Chicago Knows How To Rebuild

Chicago skyscrapers
Just after sunset from Chicago’s Printers Row neighborhood.

One reason I love writing the Q.C. Davis mysteries is they highlight what I love about Chicago, where I live. The news is full of bad news about the city (but that’s what news is, right?).

Dinner on Chicago Riverwalk
View from inside RPM Seafood. Quille questions a suspect there in the 5th Q.C. Davis mystery The Hidden Man.

But Chicago also is home to fantastic restaurants, striking indoor and outdoor art, and beautiful buildings.

Sometimes when I’m walking at twilight I stop and stare at the skyline and think how lucky I feel to live here.

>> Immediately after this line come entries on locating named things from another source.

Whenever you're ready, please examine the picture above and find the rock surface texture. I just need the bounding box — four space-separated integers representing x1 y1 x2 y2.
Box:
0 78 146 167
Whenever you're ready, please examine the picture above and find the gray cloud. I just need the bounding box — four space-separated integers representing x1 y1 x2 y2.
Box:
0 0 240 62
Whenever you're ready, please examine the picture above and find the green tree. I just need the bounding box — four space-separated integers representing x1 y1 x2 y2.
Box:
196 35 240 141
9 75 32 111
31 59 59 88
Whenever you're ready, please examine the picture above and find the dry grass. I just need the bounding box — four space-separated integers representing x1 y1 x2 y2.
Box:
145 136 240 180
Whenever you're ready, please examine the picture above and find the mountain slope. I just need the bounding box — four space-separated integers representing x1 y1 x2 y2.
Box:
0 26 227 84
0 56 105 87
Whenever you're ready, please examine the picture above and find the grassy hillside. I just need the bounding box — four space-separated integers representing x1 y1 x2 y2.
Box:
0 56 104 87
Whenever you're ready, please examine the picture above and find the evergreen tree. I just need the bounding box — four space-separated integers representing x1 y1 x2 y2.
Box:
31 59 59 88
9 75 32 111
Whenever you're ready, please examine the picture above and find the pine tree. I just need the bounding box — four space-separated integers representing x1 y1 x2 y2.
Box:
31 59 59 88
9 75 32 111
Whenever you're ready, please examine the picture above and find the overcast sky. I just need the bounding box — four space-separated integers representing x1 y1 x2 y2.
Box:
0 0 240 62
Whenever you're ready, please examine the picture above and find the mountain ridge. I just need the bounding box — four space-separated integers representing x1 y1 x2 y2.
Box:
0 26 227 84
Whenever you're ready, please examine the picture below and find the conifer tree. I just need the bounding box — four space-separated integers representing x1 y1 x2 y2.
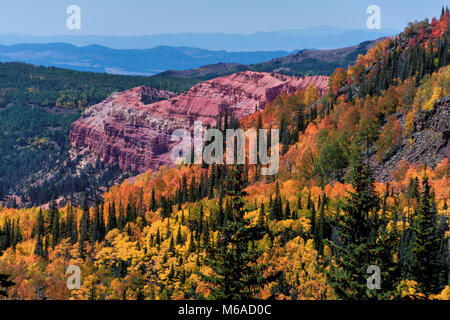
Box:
0 273 15 297
327 153 395 300
411 176 446 296
200 165 271 300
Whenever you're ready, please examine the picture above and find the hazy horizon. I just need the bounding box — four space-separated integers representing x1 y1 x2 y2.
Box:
0 0 444 36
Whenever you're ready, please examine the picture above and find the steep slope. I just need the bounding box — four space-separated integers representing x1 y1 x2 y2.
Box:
70 71 328 172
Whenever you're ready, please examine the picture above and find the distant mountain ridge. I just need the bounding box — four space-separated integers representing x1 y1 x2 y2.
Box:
0 43 293 76
0 26 400 51
161 38 385 79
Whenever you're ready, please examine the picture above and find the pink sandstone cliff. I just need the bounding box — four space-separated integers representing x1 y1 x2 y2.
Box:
70 71 328 172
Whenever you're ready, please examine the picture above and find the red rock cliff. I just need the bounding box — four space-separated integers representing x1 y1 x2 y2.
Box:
70 71 328 172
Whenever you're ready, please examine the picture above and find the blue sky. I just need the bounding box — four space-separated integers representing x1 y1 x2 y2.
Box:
0 0 445 35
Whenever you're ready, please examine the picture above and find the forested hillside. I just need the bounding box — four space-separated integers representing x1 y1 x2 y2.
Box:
0 9 450 300
0 63 198 207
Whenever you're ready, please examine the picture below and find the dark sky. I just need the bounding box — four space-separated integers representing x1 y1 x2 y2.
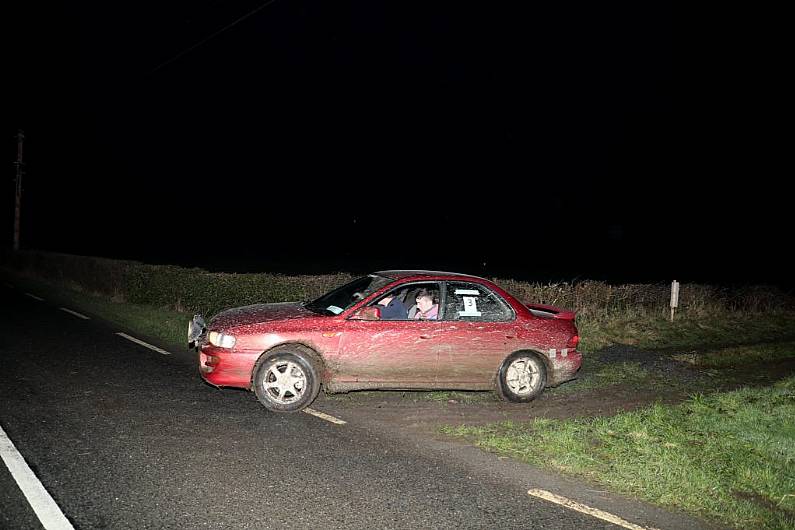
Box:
3 0 786 283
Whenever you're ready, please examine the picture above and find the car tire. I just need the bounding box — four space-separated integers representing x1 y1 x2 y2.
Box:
252 346 320 412
497 351 547 403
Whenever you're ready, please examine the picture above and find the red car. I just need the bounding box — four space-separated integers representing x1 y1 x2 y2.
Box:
188 271 582 412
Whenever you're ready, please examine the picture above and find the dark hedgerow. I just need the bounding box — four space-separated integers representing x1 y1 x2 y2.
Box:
0 251 795 320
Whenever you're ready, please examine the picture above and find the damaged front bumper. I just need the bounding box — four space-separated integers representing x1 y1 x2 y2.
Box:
188 314 207 351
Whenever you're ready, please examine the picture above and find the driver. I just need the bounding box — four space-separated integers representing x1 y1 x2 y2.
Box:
378 291 409 320
414 289 439 320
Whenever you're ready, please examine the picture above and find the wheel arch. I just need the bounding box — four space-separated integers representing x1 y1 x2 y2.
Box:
248 341 326 390
492 348 553 388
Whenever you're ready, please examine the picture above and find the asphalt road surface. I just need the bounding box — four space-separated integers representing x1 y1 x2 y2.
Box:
0 286 720 529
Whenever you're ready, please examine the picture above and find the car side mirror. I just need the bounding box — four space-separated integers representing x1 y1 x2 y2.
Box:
351 306 381 320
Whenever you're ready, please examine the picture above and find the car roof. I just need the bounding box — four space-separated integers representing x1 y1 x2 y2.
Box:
373 270 490 281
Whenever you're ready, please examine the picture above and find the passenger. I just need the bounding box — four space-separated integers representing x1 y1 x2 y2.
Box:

What you may not know is that this abundance of stunning (and sometimes odd, I admit) buildings occurred because of tragedy. The Great Chicago Fire of 1871 killed 300 people and destroyed over 17,000 buildings. Nearly a third of the city was in ruins.

But talented architects flocked to the city to rebuild. Many of them—including Louis Sullivan, Daniel H. Burnham, and Dankmar Adler—stayed and designed newer and taller downtown buildings.

That theme of rebirth after devastation is one I relate to personally for a lot of reasons, as does my detective Quille C. Davis. That’s another big part of why I couldn’t resist Chicago as a setting for the first five mystery novels. (The sixth will mix in Edwardsville, Illinois, and St. Louis, Missouri, too.)

Chicago Riverwalk South Loop
Chicago River Walk – the section in the city’s South Loop.

I hope that post-Covid (whenever we truly get there) will see the city become the best it’s ever been. Until then I’ll keep revisiting my favorite spots through my fiction.